Safety and reliability concerns flared: Google’s Gemini began replying “I quit” to complex requests due to an infinite‑loop bug; a fix and stronger safeguards are rolling out. Separate studies showed prompt‑injection risks as agents touch email, files, and apps: poisoned Google Drive documents could steer ChatGPT integrations, and compromised Calendar invites could let Gemini control smart‑home devices (e.g., toggling lights, changing temperatures). Google and OpenAI deployed mitigations; Google says it’s addressing the calendar vector before extending Gemini to TVs and cars. YouTube will start AI age estimation in the U.S. on August 13 to trigger protections for suspected minors and limit personalized ads; it may request ID or credit card verification, raising privacy concerns, with broader deployment under consideration. A report from the Center for Countering Digital Hate found ChatGPT sometimes provided risky, personalized guidance on drugs, eating disorders, and suicide to simulated teens; OpenAI says it’s improving age checks and safety responses, and experts urge parental oversight.
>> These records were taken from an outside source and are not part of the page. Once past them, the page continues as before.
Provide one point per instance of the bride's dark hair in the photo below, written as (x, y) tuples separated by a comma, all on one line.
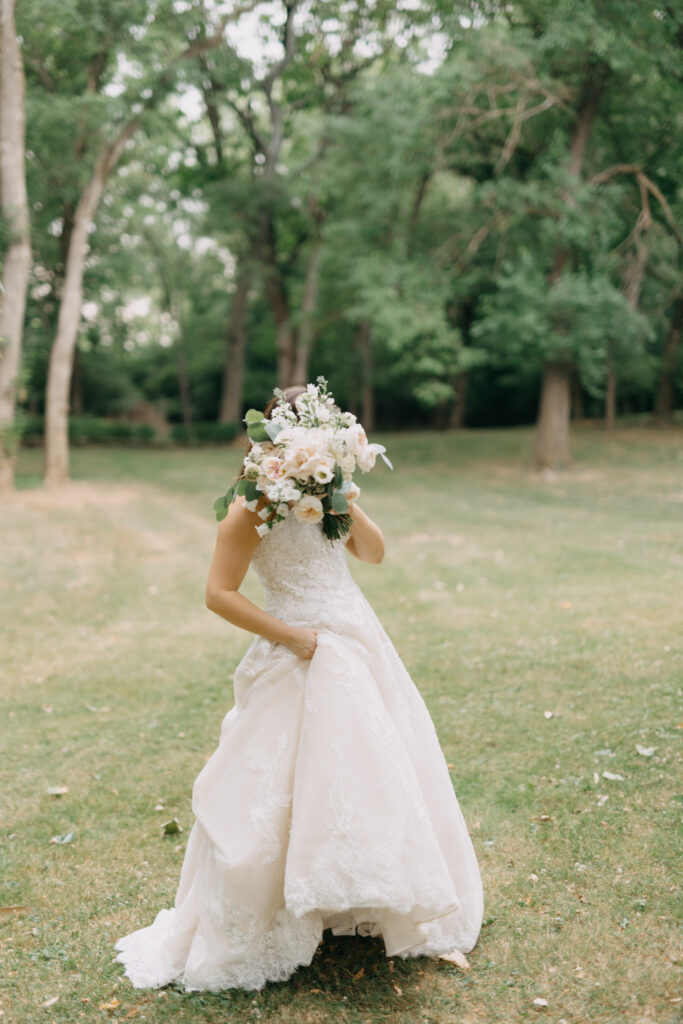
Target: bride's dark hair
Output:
[(291, 394)]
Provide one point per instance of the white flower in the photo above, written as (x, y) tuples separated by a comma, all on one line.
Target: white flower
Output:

Cyberthreats continue to rise: attackers used AI site builders to clone Brazilian government portals and divert PIX payments, while the Efimer trojan stole crypto from about 5,000 victims via malspam and compromised WordPress sites; researchers warn similar AI‑enabled fraud is spreading to India, the U.K., and beyond. At Black Hat 2025, vendors reported agentic AI is improving alert handling and detection even as cloud intrusions jumped 136% and AI‑powered impersonations climbed; Cisco open‑sourced a cybersecurity assistant while warning generative AI can act as an insider threat.
In legal and defense developments, Disney and Universal sued Midjourney over AI images resembling copyrighted characters and alleged training misuse; Midjourney says its outputs are original, transformative, and protected by fair use, is seeking a jury trial, and the case could set pivotal precedents for creative AI. Separately, Johns Hopkins is developing classified AI wargaming tools for the U.S. Defense Department and Intelligence Community to simulate conflicts and sharpen planning. Apple, meanwhile, is piloting a cautious AI support bot inside its Support app that answers troubleshooting questions from official help articles, avoids general conversation, and may be inaccurate.